Again, a biological understanding of the soul has implications beyond
the field of biology/psychology.
6. The Biological Practice: Outlines of a Systematics
Systematics is the study of how one ought to create a system of
biological classification and thus perform taxonomy. ("Systematics" is
not to be confused with being a "systematic philosopher." The former
term has a technical meaning related to the theoretical foundations of
animal classification and taxonomy. The latter phrase has to do with a
tightly structured interlocking philosophical account.) In Aristotle's
logical works, he creates a theory of definition. According to
Aristotle, the best way to create a definition is to find the
proximate group in which the type of thing resides. For example,
humans are a type of thing (species) and their proximate group is
animal (or blooded animal). The proximate group is called thegenus.
Thus the genus is a larger group of which the species is merely one
proper subset. What marks off that particular species as unique? This
is the differentia or the essential defining trait. In our example
with humans the differentia is "rationality." Thus the definition of
"human" is a rational animal. "Human" is the species, "animal" is the
genus and "rationality" is the differentia.

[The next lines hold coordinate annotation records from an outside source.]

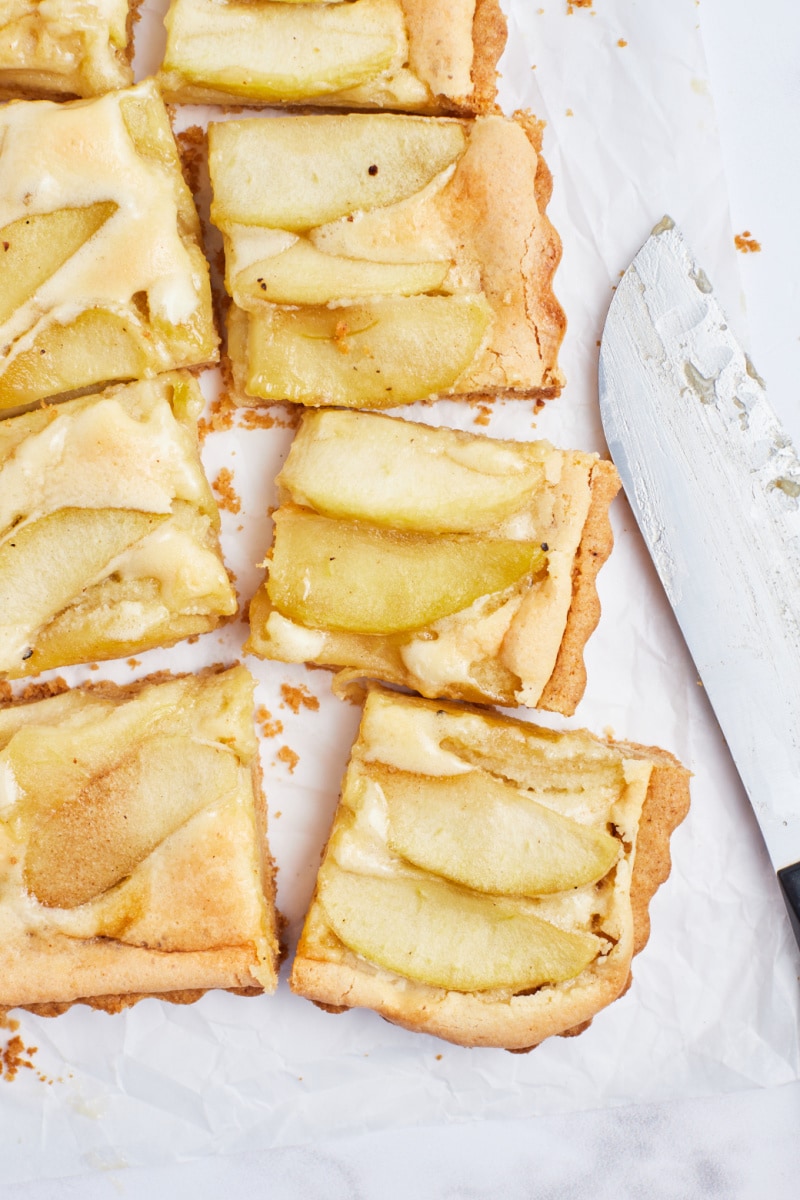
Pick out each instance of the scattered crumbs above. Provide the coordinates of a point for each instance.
(746, 243)
(295, 697)
(13, 1055)
(221, 418)
(269, 724)
(223, 486)
(289, 757)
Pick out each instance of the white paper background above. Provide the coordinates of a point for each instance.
(715, 1000)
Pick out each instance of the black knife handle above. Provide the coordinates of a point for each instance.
(789, 881)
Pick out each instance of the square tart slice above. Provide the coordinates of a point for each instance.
(108, 528)
(102, 277)
(377, 259)
(133, 845)
(415, 55)
(485, 880)
(450, 563)
(62, 49)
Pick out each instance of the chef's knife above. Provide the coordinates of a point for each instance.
(714, 484)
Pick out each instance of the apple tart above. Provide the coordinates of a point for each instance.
(377, 259)
(486, 881)
(450, 563)
(108, 528)
(62, 49)
(416, 55)
(133, 845)
(102, 274)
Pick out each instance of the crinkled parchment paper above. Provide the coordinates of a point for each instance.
(715, 999)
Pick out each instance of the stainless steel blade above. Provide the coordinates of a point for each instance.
(715, 486)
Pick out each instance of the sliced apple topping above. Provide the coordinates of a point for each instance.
(34, 247)
(444, 936)
(98, 835)
(380, 354)
(300, 172)
(304, 275)
(341, 575)
(407, 475)
(491, 837)
(263, 52)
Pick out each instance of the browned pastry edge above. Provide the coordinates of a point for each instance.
(565, 687)
(119, 1002)
(665, 807)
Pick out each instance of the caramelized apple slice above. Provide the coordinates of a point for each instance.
(365, 355)
(405, 475)
(304, 275)
(35, 247)
(100, 834)
(97, 347)
(346, 576)
(264, 52)
(299, 172)
(486, 834)
(447, 937)
(46, 564)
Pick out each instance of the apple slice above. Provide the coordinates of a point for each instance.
(32, 249)
(407, 475)
(278, 52)
(97, 347)
(340, 575)
(440, 935)
(491, 837)
(300, 172)
(43, 565)
(304, 275)
(365, 355)
(100, 834)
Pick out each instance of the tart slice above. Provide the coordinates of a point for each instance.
(61, 51)
(133, 845)
(446, 562)
(108, 528)
(416, 55)
(485, 880)
(101, 270)
(374, 261)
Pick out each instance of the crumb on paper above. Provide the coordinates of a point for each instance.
(298, 696)
(746, 243)
(289, 757)
(226, 492)
(270, 725)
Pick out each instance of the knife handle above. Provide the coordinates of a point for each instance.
(789, 881)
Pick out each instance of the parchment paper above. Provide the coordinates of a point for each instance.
(715, 1000)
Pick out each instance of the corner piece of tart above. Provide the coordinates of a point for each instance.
(416, 55)
(486, 881)
(101, 269)
(133, 845)
(377, 259)
(450, 563)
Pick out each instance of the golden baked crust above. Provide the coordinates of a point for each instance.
(134, 857)
(410, 55)
(84, 185)
(517, 641)
(335, 977)
(394, 283)
(61, 54)
(108, 528)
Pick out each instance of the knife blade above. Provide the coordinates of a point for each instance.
(714, 483)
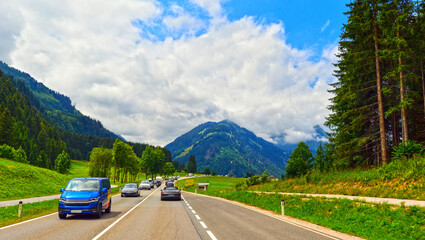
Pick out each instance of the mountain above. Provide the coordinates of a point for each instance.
(227, 148)
(55, 107)
(319, 137)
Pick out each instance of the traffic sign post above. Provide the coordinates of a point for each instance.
(283, 207)
(20, 209)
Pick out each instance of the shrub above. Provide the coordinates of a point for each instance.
(7, 152)
(407, 149)
(12, 154)
(20, 156)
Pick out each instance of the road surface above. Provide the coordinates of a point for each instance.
(147, 217)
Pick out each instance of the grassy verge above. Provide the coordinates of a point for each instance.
(9, 215)
(18, 180)
(404, 179)
(367, 220)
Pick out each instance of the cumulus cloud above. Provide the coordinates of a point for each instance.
(325, 26)
(154, 91)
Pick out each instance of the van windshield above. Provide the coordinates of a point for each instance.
(83, 185)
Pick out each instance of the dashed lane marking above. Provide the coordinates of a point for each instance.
(119, 219)
(211, 235)
(203, 224)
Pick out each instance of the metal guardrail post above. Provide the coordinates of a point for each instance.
(20, 209)
(283, 207)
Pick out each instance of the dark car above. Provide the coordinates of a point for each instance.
(171, 193)
(169, 184)
(85, 196)
(158, 183)
(130, 189)
(151, 183)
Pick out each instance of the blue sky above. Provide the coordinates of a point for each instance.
(151, 70)
(308, 24)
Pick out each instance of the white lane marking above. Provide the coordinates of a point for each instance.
(119, 219)
(28, 221)
(270, 215)
(203, 224)
(211, 235)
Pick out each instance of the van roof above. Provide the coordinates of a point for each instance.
(90, 178)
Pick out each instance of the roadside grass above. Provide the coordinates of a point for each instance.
(402, 179)
(215, 183)
(19, 180)
(367, 220)
(9, 215)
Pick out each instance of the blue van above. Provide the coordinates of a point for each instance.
(85, 196)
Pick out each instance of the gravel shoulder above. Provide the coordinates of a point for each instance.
(392, 201)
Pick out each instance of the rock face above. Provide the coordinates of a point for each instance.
(228, 149)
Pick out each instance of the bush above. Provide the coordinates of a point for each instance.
(12, 154)
(7, 152)
(407, 149)
(20, 156)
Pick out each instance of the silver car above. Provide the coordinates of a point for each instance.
(130, 189)
(145, 185)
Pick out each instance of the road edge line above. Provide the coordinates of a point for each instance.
(278, 217)
(119, 219)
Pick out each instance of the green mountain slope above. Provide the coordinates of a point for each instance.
(55, 107)
(19, 180)
(227, 148)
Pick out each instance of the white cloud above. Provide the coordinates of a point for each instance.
(153, 92)
(325, 26)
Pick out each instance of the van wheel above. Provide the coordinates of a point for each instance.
(108, 210)
(99, 211)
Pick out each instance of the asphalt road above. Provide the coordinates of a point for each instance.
(147, 217)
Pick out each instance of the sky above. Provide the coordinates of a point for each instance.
(152, 70)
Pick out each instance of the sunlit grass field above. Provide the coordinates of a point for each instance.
(18, 180)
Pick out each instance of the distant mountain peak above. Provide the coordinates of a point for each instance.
(228, 148)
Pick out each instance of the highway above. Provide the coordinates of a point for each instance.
(147, 217)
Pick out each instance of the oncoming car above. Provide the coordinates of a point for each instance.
(130, 189)
(171, 193)
(85, 196)
(145, 185)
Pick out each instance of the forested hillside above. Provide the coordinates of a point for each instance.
(23, 126)
(226, 148)
(56, 108)
(379, 97)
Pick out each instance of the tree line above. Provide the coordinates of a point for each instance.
(379, 95)
(122, 161)
(26, 136)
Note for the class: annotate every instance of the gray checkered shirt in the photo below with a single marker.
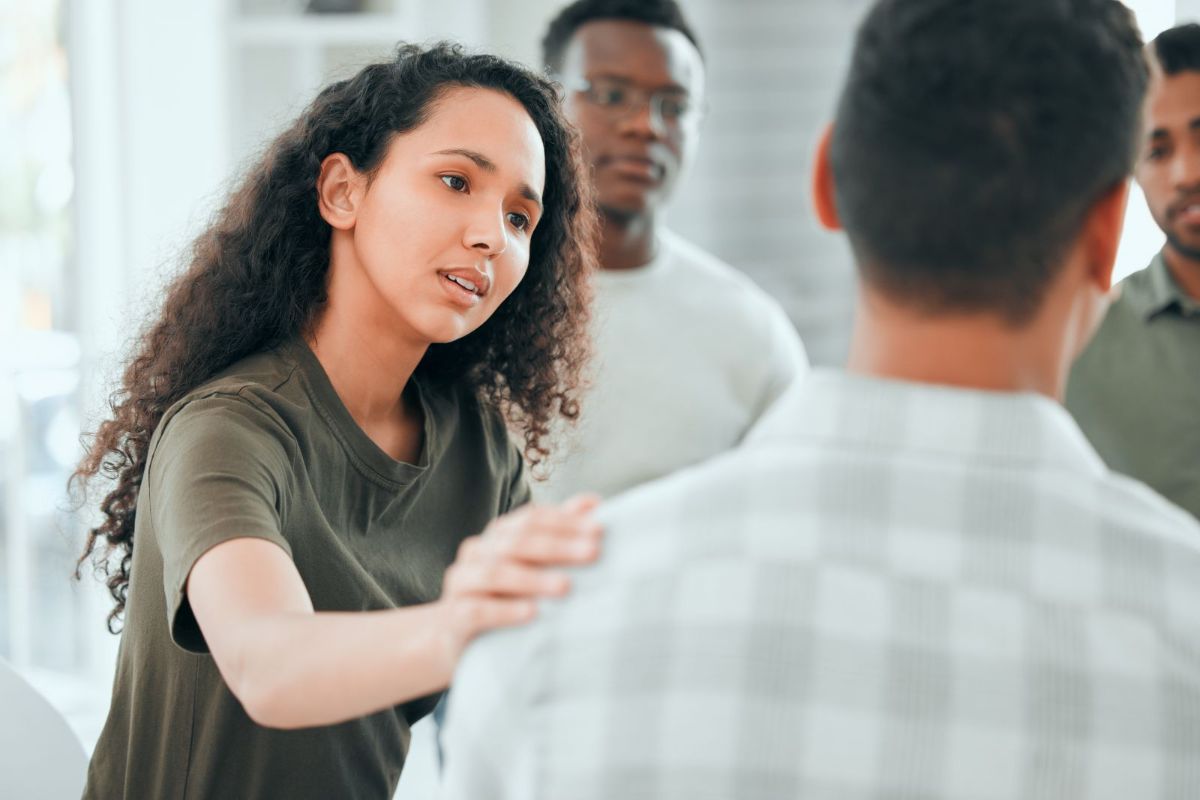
(889, 590)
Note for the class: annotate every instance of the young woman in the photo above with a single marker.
(319, 419)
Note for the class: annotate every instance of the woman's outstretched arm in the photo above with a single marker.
(292, 667)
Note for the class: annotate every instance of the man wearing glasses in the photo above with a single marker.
(688, 350)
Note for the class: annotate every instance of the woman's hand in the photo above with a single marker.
(501, 573)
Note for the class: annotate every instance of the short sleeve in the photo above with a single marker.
(786, 359)
(219, 471)
(517, 480)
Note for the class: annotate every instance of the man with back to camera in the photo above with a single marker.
(688, 350)
(1135, 391)
(915, 578)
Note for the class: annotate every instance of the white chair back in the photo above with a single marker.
(40, 756)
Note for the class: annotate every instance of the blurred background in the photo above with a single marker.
(123, 124)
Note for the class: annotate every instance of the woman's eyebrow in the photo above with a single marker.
(489, 166)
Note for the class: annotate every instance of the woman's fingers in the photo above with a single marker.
(504, 578)
(473, 615)
(515, 534)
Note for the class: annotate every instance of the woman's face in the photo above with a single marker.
(442, 233)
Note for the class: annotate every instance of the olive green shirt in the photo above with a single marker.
(268, 450)
(1135, 391)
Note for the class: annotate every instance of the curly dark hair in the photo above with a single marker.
(257, 277)
(660, 13)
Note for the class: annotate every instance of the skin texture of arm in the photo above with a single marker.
(292, 667)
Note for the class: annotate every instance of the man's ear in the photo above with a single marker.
(1102, 234)
(339, 191)
(822, 185)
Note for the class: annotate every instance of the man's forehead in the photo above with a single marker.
(637, 50)
(1173, 100)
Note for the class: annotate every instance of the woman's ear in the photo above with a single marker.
(822, 185)
(1102, 234)
(339, 191)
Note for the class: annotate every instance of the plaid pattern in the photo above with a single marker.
(891, 590)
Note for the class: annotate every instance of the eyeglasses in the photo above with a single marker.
(671, 109)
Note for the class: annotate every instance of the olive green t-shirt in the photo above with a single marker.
(268, 450)
(1135, 390)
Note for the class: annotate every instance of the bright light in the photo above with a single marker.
(1141, 236)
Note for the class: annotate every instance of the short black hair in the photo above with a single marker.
(1177, 49)
(973, 136)
(660, 13)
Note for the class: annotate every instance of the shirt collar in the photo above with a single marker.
(1162, 293)
(858, 411)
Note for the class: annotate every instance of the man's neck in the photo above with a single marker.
(967, 350)
(1185, 270)
(627, 241)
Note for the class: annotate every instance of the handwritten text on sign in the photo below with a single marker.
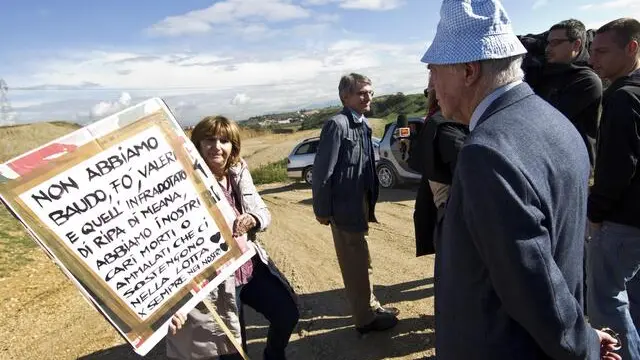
(133, 216)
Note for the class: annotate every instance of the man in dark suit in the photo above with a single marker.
(508, 277)
(568, 83)
(345, 192)
(613, 270)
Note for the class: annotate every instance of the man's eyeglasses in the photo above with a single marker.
(364, 92)
(614, 335)
(556, 42)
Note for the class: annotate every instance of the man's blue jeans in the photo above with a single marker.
(613, 284)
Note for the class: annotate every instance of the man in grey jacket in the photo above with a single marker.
(508, 275)
(345, 191)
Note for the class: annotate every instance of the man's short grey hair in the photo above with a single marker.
(499, 72)
(349, 83)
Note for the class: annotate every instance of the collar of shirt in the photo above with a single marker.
(484, 104)
(358, 118)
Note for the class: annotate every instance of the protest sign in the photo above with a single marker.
(131, 214)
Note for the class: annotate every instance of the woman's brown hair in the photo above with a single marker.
(219, 127)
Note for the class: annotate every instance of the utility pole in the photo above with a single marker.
(5, 105)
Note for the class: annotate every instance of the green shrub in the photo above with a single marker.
(270, 173)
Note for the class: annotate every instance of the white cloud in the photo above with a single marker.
(240, 99)
(376, 5)
(104, 108)
(539, 3)
(228, 12)
(199, 84)
(371, 4)
(615, 4)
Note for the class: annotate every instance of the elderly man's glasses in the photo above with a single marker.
(556, 42)
(614, 335)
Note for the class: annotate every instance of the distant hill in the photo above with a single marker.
(386, 107)
(18, 139)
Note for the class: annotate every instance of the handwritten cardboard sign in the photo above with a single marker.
(127, 210)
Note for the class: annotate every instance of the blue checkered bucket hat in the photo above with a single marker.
(472, 30)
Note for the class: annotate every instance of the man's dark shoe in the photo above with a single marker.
(381, 322)
(388, 310)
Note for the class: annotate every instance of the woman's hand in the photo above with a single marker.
(243, 224)
(177, 320)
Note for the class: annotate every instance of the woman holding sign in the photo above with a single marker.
(257, 283)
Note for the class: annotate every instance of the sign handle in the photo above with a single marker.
(218, 319)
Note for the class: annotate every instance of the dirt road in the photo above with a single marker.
(44, 317)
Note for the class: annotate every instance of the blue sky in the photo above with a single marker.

In a similar way, Aristotle adapts his logical theory of genus and
species to biology. By thinking in terms of species and their
proximate genus, Aristotle makes a statement about the connections
between various types of animals. Aristotle does not create a
full-blown classification system that can describe all animals, but he
does lay the theoretical foundations for such.
The first overarching categories are the blooded and the non-blooded
animals. The animals covered by this distinction roughly correspond to
the modern distinction between vertebrates and invertebrates. There
are also two classes of dualizers that are animals that fit somewhat
between categories. Here is a sketch of the categorization:
I. Blooded Animals
A. Live bearing animals
1. Homo Sapiens2. Other mammals without a distinction for primates
B. Egg-laying animals
1. Birds2. Fish
I. Non-Blooded Animals
A. Shell skinned sea animals: testaceaB. Soft shelled sea
animals: Crustacea
C. Non-shelled soft skinned sea animals: Cephalopods
D. Insects
E. Bees
I. Dualizers (animals that share properties of more than one group)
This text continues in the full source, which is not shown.